IGTE zwraca uwagę, że podczas konsultacji rząd nie bierze pod uwagę żadnych argumentów ani opinii wybitnych ekonomistów, prawników i specjalistów.
Izba alarmuje, że przejęcie obligacyjnej części OFE jest nacjonalizacją, a podjęte przez rząd kroki wcale nie zwiększą bezpieczeństwa emerytalnego.
– Zmuszenie funduszy emerytalnych do inwestowania niemal wyłącznie w akcje znacząco zwiększy ryzyko ich portfeli, uniemożliwiając zarządzanie nimi w sposób korzystny dla ubezpieczonych – przestrzega IGTE.

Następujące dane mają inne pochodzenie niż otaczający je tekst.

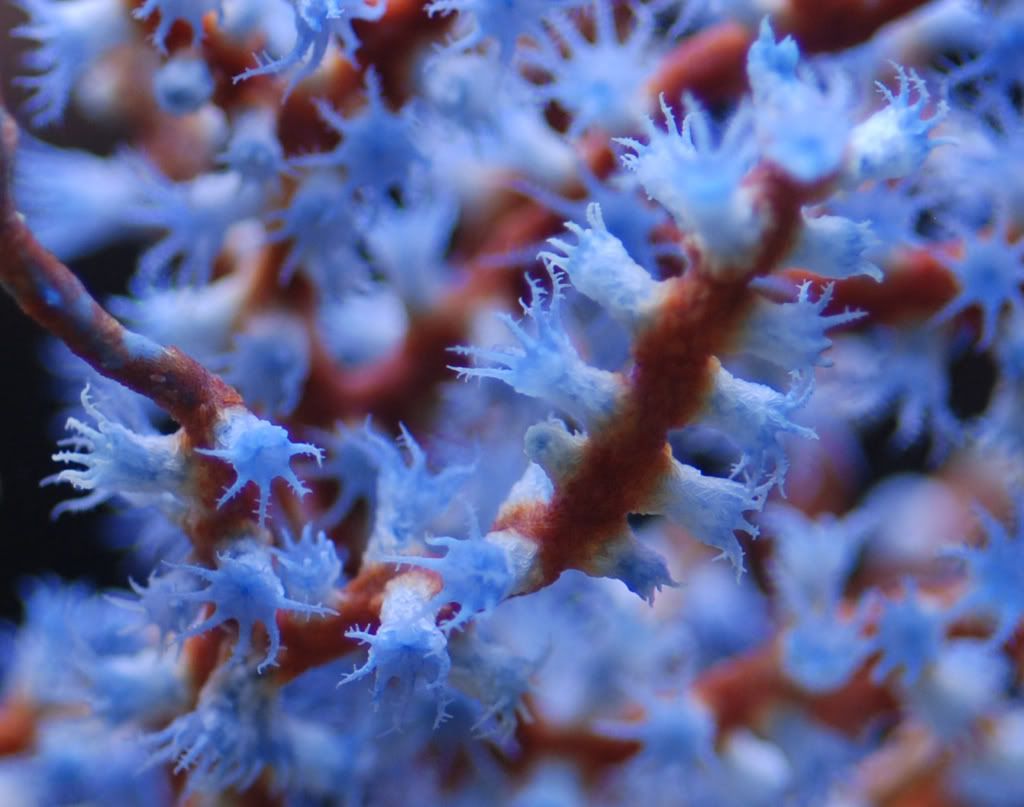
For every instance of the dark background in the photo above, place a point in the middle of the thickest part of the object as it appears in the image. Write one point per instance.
(35, 544)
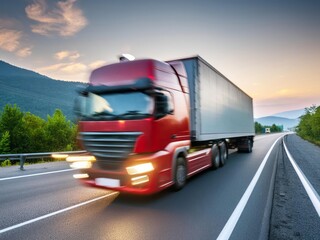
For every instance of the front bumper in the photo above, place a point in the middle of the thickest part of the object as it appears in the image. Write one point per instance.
(138, 183)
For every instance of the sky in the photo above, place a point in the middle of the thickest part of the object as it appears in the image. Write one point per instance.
(270, 49)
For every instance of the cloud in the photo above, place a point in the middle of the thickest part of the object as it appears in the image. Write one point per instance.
(73, 71)
(97, 64)
(24, 52)
(67, 55)
(65, 19)
(9, 39)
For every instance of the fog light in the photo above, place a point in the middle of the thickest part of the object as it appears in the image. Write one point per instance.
(139, 180)
(140, 168)
(81, 165)
(80, 175)
(81, 158)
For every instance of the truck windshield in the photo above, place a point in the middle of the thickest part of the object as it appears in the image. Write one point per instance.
(110, 106)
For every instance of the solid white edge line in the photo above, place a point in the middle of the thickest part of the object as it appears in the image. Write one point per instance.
(233, 219)
(55, 213)
(312, 193)
(36, 174)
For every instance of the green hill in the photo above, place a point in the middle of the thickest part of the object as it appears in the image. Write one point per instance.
(34, 92)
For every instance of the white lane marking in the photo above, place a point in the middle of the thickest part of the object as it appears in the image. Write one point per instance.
(55, 213)
(233, 219)
(312, 193)
(36, 174)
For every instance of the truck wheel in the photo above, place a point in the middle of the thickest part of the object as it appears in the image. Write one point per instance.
(180, 174)
(249, 147)
(223, 153)
(215, 159)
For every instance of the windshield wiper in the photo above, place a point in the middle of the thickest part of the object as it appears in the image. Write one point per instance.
(134, 113)
(104, 113)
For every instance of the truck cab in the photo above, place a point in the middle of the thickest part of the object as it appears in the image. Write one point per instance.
(133, 116)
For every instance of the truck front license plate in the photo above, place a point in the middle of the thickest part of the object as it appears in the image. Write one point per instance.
(107, 182)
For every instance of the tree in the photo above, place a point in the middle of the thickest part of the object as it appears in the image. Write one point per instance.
(11, 121)
(309, 126)
(35, 130)
(59, 132)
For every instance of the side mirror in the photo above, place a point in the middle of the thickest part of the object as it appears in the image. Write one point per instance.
(162, 106)
(79, 105)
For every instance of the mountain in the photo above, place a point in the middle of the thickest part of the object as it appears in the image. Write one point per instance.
(290, 114)
(34, 92)
(279, 121)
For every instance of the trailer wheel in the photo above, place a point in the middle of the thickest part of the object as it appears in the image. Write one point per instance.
(180, 174)
(223, 153)
(249, 148)
(215, 159)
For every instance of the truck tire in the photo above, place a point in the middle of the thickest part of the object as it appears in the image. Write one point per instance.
(223, 153)
(249, 148)
(215, 159)
(180, 174)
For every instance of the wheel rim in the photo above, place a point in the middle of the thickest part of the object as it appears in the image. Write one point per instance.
(181, 175)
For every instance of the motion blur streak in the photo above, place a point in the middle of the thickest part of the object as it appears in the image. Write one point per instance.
(111, 197)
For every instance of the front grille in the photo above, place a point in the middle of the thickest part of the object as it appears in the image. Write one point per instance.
(109, 148)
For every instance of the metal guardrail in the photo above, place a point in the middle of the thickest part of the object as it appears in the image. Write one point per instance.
(23, 156)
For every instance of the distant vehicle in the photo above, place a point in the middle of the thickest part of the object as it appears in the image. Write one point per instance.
(150, 124)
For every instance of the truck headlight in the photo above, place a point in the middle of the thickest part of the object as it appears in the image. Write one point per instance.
(140, 168)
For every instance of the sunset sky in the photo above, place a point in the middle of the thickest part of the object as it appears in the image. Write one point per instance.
(270, 49)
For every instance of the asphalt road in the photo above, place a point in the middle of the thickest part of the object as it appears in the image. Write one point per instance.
(294, 216)
(226, 203)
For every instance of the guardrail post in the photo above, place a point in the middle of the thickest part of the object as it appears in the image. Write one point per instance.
(22, 160)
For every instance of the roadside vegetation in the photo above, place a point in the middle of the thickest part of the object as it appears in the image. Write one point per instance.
(261, 129)
(309, 126)
(23, 132)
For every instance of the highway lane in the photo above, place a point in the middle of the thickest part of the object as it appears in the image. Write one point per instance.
(199, 211)
(294, 214)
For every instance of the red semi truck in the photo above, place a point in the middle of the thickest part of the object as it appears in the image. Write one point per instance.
(149, 125)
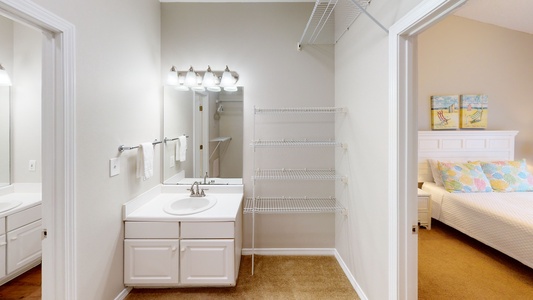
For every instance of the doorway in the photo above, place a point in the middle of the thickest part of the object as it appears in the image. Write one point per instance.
(403, 143)
(58, 145)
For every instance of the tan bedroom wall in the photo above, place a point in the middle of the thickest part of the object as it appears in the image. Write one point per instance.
(462, 56)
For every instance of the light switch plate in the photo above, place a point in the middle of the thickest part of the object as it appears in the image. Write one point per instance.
(114, 167)
(31, 165)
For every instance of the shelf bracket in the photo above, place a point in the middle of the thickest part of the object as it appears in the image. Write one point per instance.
(369, 15)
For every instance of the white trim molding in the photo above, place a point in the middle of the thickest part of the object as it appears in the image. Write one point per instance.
(58, 145)
(290, 251)
(403, 142)
(350, 276)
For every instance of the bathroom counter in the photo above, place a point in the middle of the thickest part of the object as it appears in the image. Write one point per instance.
(28, 200)
(149, 206)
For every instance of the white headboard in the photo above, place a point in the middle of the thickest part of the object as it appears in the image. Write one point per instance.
(462, 146)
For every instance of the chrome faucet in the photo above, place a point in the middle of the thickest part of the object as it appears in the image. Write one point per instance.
(198, 192)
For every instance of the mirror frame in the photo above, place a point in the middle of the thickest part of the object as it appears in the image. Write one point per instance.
(189, 120)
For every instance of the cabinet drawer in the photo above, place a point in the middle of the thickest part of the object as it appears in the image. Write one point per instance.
(423, 202)
(208, 230)
(24, 217)
(152, 230)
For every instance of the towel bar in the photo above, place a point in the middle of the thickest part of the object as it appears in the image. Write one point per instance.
(170, 140)
(123, 148)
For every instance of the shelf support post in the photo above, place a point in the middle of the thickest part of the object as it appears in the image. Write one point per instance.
(370, 16)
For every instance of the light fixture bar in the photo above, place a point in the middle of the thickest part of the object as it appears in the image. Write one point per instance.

Jak poinformowała „Parkiet" Małgorzata Rusewicz, p.o. prezesa IGTE, Barosso już odpowiedział na list, informując, że zajmie się tą sprawą, i przekazał ją do rozpatrzenia swojemu zastępcy – wiceprzewodniczącemu KE, komisarzowi ds. gospodarczych i walutowych Ollemu Rehnowi.
– List nie jest skargą, ale prośbą do KE o przeprowadzenie analizy, jakie będą skutki zmian w systemie dla rynku kapitałowego oraz dla przyszłych emerytów – tłumaczy Rusewicz.